By David K. Shipler
Since
President Vladimir Putin of Russia announced a heightened nuclear alert level
and threatened Western nations with “consequences greater than any you have
faced in history,” much of the world has worried that he might go nuclear in
his war against Ukraine. But even if he does not, there is another concern: an
unintentional, massive nuclear war triggered by a false alarm from Russian early-warning
systems, which some experts believe are vulnerable to errors.
The risk
of a catastrophic mistake has been a threat since the outset of the nuclear age,
and several near misses have been recorded. But miscalculation becomes more
likely in a period of Russian-American tension when leaders are immersed in
mutual suspicion. They would have only minutes to make fateful decisions. So each
side needs to “see” clearly whether the other has launched missiles before
retaliating with hundreds of nuclear warheads.
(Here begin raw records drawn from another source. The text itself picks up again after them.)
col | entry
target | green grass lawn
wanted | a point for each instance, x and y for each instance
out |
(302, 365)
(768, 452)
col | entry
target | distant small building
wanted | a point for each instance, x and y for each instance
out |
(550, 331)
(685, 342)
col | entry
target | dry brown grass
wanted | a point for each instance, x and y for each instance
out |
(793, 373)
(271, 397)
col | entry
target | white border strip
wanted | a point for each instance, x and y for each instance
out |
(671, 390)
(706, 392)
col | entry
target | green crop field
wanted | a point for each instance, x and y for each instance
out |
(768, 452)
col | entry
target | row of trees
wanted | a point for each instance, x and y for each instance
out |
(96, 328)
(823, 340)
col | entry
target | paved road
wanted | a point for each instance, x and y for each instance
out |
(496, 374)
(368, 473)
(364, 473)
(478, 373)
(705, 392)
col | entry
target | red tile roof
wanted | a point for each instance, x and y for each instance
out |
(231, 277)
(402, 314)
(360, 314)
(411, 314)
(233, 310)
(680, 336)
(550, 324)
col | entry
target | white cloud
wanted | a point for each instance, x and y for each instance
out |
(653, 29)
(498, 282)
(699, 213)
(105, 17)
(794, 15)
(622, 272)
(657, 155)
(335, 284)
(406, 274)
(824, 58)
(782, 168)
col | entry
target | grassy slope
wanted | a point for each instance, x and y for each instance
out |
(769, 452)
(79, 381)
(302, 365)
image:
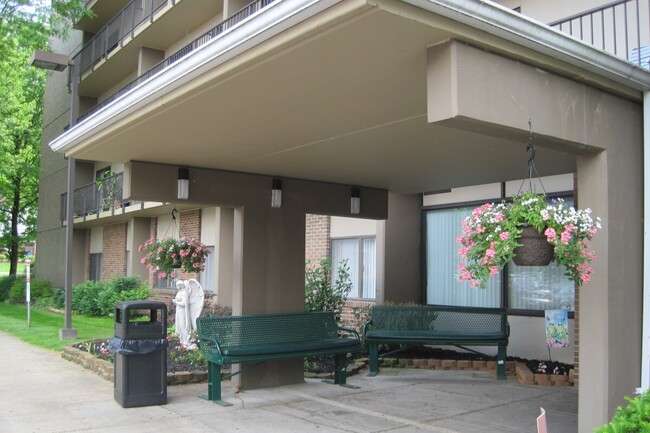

Ambiguity in a moment of “crisis
perception,” the Rand Corporation has noted,
can spark an inadvertent “conflict when one nation misinterprets an event (such
as a training exercise, a weather phenomenon, or a malfunction) as an indicator
of a nuclear attack.”
Russia
and the United States are the most heavily armed of the nine nuclear powers,
which also include China, France, the United Kingdom, North Korea, Pakistan,
India, and Israel—with Iran poised to join the club. But only the U.S. has surveillance
coverage of the entire globe, provided by three active geosynchronous
satellites, with two in reserve, whose infrared receptors can spot plumes of
missiles launched anywhere from sea, air, or ground. That data is supplemented
by radar on the ground, giving the U.S. the capacity to double-check that a
launch has actually occurred.
Specialists
in the field call this verification by both satellite and radar “dual
phenomenology,” and the Russians don’t have it reliably. They lack adequate
space-based monitoring to supplement their radar.
What
they have is a “terrible and dangerous technology shortfall,” according to Theodore
Postol, a professor of science, technology, and national security policy at MIT
and a former scientific adviser to the Chief of Naval Operations.
He believes that Russian satellites are handicapped by their inability to look straight down and distinguish the infrared signature of a missile launch against the Earth’s terrain.
Courtesy of Theodore Postol“Imagine that you took a photograph of a complex and rocky area of ground,” he explained in an email. To pick out an ant, you’d need to find it in “some very small pixel in a vast array of pixels.” In the infrared part of the spectrum, you need multiple high-quality sensors, each with a small enough field of view to discriminate between the background and a rocket plume, and to avoid a false detection from reflected sunlight or extraneous interference.